Los elegidos de Nunca Jamás a veces se odian, lesionan sus cuerpos en un intento desesperado de entender por qué son como son, se muerden, se arañan, se pegan presos de un dolor invisible que agoniza en la profundidad de su mirada sin razón, y la razón la pierdo yo por no saber cómo borrar las heridas de sus mentes asustadas. “Amor, amor”, le digo a Pedro cada vez que se pega mientras le acaricio el rostro enrojecido por los golpes y él se toca imitando mi gesto mientras me regala una preciosa sonrisa de felicidad. Los gemelos desenredan las pocas palabras que tejieron mientras dan saltos a mi alrededor oliendo mi pelo, mirando sin ver, ignorando su destino y soñando con: “irse a casa con papá”, frase que repite uno de ellos constantemente dejando en el aire la silueta de su hermano al que ni siquiera ve. Atenea me pide ayuda a la hora de secarse el pelo, lo tiene muy largo y rizado y a mí me encanta pasar ese ratito con ella mientras me cuenta cómo le ha ido el día en su cole o cuántos pájaros han anidado en su cabeza de vuelta al centro. Diana es la pequeña del grupo, siempre tiene miedo por algo o pupas imaginarias que debe curar la enfermera, pero todos los males se le pasan jugando al escondite o dándole un beso escondido en un dedal.
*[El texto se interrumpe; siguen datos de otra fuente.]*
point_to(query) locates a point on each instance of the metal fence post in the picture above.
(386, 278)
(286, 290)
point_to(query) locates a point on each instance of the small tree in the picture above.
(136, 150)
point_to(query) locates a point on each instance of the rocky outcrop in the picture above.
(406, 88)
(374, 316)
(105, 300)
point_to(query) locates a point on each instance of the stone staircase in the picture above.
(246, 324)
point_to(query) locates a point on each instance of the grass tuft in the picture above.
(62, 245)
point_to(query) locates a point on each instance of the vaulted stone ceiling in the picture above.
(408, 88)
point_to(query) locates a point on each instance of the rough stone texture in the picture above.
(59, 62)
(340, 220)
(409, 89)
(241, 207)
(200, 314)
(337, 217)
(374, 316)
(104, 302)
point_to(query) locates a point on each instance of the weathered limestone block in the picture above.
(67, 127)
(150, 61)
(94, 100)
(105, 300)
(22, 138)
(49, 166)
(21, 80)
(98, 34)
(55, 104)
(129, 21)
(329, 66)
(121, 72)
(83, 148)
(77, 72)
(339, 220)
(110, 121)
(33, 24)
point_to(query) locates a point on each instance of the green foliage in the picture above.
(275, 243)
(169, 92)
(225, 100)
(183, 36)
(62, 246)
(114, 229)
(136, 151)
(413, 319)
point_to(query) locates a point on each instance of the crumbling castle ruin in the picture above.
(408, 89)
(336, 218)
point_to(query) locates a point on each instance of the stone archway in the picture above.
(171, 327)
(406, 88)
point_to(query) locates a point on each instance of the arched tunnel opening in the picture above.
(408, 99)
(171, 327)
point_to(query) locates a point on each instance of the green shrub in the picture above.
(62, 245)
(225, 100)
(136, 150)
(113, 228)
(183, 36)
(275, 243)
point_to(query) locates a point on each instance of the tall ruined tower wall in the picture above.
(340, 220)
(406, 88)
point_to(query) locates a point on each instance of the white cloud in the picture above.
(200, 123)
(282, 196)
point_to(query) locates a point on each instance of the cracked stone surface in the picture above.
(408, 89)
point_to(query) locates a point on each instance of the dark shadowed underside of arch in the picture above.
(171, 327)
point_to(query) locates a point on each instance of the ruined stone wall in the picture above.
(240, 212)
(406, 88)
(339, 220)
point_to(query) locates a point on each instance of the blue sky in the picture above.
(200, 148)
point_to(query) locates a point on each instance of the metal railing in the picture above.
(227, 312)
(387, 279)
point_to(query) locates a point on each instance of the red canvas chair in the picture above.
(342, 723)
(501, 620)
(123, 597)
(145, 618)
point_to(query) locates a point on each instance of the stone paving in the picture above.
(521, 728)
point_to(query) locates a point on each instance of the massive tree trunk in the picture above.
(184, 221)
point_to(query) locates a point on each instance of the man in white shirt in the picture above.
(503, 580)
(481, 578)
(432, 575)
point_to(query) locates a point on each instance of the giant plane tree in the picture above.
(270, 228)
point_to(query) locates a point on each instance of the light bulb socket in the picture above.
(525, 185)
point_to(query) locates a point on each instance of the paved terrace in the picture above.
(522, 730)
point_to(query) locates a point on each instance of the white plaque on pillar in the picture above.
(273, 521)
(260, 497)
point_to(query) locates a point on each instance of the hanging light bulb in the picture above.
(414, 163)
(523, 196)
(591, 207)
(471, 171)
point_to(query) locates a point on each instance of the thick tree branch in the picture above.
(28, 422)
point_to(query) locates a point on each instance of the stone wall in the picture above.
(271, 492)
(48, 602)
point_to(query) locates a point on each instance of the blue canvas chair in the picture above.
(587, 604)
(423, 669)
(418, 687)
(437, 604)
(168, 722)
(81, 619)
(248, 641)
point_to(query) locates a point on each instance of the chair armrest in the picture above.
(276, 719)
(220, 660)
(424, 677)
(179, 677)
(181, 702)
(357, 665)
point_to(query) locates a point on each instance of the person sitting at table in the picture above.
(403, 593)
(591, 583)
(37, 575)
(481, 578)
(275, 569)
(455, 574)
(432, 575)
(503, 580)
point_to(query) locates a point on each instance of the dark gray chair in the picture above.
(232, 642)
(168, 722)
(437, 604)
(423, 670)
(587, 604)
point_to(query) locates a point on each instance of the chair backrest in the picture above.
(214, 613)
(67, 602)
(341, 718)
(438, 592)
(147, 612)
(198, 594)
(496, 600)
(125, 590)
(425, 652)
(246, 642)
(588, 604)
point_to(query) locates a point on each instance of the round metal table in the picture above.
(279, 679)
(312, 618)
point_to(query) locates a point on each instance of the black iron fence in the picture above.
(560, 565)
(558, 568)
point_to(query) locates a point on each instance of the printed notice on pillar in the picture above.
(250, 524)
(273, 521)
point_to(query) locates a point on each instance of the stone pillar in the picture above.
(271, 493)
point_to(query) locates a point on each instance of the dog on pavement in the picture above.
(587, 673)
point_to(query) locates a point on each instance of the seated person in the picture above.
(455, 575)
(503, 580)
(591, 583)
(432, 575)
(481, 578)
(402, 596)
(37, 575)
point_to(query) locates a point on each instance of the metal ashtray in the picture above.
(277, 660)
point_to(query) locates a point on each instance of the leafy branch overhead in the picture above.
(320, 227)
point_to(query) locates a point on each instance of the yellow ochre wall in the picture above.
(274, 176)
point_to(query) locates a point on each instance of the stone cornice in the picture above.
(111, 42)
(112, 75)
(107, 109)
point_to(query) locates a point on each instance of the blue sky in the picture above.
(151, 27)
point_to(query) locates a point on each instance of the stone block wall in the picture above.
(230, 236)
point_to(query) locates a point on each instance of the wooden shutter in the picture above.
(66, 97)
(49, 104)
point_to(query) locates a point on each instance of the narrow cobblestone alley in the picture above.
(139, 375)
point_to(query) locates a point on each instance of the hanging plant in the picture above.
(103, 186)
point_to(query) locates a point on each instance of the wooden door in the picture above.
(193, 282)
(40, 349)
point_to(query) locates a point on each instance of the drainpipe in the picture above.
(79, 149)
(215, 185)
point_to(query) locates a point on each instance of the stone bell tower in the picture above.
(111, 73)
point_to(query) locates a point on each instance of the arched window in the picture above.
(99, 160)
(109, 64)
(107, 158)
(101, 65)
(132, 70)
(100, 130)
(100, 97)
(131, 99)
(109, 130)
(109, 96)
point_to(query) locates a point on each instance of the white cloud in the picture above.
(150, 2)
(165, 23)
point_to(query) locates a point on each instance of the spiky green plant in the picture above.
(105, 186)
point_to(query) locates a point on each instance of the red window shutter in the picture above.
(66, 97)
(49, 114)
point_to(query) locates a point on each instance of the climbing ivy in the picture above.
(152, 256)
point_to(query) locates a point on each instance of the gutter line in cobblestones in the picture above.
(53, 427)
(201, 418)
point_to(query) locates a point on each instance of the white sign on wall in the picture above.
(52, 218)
Charlie es mi favorito (aunque a todos los quiero), siempre tiene algún dolor para poder llamar a la ambulancia e ir a “Urfencias”, como él dice, con la guardia civil, los bomberos y todo un ejército de gente que le abra paso al hospital para que le atiendan el primero. Adrián, niño con altas capacidades víctima, como otros muchos, de un espectro autista que le paraliza el camino, virtuoso del ordenador y DJ por afición, su mente milagrosa le hace único, su discapacidad segmenta su vida.
Ellos, mis niños perdidos, están deseando amar lo que otros desprecian, dejar de ser Nadie en una sociedad que mira para otro lado, formar parte de este coro de voces que formamos en el mundo siendo instrumentos musicales válidos para ser tocados, brincar, bailar, gritar su nombre pisoteando el silencio que se produce cuando cierran la puerta de su habitación enfrentándose a sus miedos. Sé que no estoy del todo a salvo, pues algunas veces sacan el pirata que llevan dentro convirtiéndose en un Garfio muy difícil de derrotar. Ellos no tienen la culpa, son las Sirenas que atenazan sus mentes con canticos misteriosos, baladas que se apoderan de sus sentidos y les transforman.
Tengo veintidós niños perdidos en mí Nunca Jamás, no sé si este es mi sitio o si tendré que seguir navegando un poco más, lo que sí sé es que, a día de hoy, soy muy feliz siendo la Wendy-madre de todos ellos.
No todo el mundo tiene la suerte de vivir cada día una aventura.